Many businesses lost valuable revenue as people were afraid to venture out in the freezing cold, whilst those of us who commute to work were left wondering how we would crawl our way into the office. However, amidst the bitter cold, one industry was making the best of the situation – the media.
Journalists got really creative, summarising the bleak weather with the catchy title – ‘The Big Freeze’.
Suddenly the weather was sexy, and like a showbiz reporter uncovering the Tiger Woods scandal – the media were all over it. National news programmes sent their reporters to the thick of the action for live links, even though the ‘action’ happened to be at anonymous, snow-covered pavements up and down the country. Newspapers devoted double-page spreads to the aerial view of – yet again – snow-topped streets.
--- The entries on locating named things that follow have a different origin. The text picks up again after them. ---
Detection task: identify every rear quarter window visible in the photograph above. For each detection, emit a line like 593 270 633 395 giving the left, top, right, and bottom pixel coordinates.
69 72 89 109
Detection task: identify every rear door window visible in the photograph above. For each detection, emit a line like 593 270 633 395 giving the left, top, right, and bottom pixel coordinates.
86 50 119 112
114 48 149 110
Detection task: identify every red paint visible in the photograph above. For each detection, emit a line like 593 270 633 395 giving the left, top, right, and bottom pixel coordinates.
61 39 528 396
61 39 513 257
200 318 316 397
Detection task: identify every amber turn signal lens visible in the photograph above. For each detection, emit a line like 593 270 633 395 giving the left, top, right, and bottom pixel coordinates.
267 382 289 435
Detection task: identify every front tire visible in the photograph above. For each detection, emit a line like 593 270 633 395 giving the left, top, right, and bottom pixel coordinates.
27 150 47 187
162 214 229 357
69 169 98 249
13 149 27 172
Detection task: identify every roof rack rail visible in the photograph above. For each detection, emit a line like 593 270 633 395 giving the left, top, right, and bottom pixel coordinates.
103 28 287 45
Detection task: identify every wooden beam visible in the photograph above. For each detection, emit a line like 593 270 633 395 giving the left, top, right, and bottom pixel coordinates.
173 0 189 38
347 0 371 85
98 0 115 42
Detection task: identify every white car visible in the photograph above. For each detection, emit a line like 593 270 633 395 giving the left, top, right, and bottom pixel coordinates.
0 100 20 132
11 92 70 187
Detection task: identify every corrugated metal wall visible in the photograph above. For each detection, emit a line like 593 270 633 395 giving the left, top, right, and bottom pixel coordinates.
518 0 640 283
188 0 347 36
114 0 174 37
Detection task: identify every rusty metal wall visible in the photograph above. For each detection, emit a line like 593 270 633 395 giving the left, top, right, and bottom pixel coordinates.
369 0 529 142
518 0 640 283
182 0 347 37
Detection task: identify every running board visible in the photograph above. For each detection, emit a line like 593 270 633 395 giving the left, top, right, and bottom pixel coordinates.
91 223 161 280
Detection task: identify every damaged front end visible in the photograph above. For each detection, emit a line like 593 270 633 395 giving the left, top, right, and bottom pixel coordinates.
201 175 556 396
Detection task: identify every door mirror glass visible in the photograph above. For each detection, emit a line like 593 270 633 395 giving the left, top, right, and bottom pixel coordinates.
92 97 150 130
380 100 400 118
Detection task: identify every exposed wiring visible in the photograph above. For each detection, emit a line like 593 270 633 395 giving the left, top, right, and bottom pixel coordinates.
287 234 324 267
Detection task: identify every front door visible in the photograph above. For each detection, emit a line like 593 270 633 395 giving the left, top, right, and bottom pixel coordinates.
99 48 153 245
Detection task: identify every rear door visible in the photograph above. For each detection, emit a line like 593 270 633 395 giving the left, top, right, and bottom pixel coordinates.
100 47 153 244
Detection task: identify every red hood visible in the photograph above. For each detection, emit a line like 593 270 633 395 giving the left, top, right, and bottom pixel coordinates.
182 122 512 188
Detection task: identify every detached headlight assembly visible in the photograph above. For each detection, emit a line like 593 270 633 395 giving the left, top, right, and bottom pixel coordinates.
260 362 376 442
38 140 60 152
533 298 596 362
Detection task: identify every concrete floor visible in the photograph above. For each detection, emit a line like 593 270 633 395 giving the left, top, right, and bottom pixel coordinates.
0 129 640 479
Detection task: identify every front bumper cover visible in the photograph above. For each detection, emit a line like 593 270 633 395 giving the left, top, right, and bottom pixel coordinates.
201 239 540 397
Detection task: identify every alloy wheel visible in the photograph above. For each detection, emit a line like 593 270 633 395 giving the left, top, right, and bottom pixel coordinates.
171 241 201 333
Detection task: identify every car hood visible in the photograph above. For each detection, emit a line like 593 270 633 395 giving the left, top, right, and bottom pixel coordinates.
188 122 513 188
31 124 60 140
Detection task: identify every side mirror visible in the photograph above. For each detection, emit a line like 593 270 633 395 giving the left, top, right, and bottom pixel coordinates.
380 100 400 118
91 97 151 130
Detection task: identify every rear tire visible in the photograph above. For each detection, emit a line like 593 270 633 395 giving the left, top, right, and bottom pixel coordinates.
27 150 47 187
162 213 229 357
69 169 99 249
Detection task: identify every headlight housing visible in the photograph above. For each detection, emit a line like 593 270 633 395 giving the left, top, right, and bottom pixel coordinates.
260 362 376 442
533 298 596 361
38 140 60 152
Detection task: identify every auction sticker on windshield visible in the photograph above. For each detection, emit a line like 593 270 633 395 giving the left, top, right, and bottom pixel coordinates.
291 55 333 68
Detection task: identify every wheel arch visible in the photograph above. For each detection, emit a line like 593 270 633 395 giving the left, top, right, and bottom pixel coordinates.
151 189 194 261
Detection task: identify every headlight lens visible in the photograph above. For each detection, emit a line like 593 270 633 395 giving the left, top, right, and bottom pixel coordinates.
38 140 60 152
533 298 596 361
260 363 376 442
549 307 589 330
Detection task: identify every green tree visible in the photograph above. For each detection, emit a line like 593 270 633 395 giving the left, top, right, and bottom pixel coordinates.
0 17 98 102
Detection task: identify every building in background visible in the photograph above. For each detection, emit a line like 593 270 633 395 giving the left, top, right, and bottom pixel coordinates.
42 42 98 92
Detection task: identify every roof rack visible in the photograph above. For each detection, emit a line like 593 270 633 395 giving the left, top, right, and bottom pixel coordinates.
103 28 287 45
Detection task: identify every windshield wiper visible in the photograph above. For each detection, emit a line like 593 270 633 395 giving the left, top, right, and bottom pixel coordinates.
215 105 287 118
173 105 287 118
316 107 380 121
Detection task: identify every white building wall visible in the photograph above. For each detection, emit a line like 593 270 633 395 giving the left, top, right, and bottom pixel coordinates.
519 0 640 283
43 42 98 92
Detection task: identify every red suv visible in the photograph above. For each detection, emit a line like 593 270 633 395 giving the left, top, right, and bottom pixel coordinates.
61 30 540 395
Meanwhile, the actual weather report added to our woes by flashing the weather warning symbol before every forecast, making nervous drivers like me even more panicked about skidding on the roads or simply being snowed in.
The weather forecast, which is normally confined to the end of a news broadcast, became the top story. Such extensive coverage had not been seen since Michael’s Jackson’s death.
On particularly snow-sodden days the weather dominated the entire news schedule. One regional news programme devoted its half-hour broadcast to exploring how snow had affected every facet of our lives. We gasped at the shots of cars skidding into lampposts, we empathised with people who were slipping on pavements, we were worried about the dwindling grit levels and we were amused by the sight of children making the best of the situation by throwing snowballs and sledging. Essentially, the good, the bad and the ugly we have all come to expect from our news roundup was being delivered by just one subject.
As the temperatures slowly rose, we breathed a collective sigh of relief that there would be no more talk of ‘The Big Freeze’. Little did we know, a new, sexier story was in the making – ‘The Big Thaw’. Now the media are warning us about the danger of black ice, and helping us count the cost of ‘The Big Freeze’ – oh joy.
It’s sad to see that it takes a natural disaster such as the earthquake in Haiti, which had claimed an estimated 50,000 lives (at the time of going to press), to knock the ‘Big Freeze/ Thaw’ off the top spot. The earthquake seems to have helped us all (journalists, civilians, and PRs alike) put things into perspective. In the grander scheme of things, as flipping cold as it has been, it’s not the end of the world, and perhaps there should have been a few more news segments which let us know what was going on in the rest of the world.
So, as the media are on tenterhooks, preparing for ‘The Big Flood’, I suggest that they report proportionately. The novelties worn off, as has the ‘Big Freeze’ and there’s bigger fish to fry.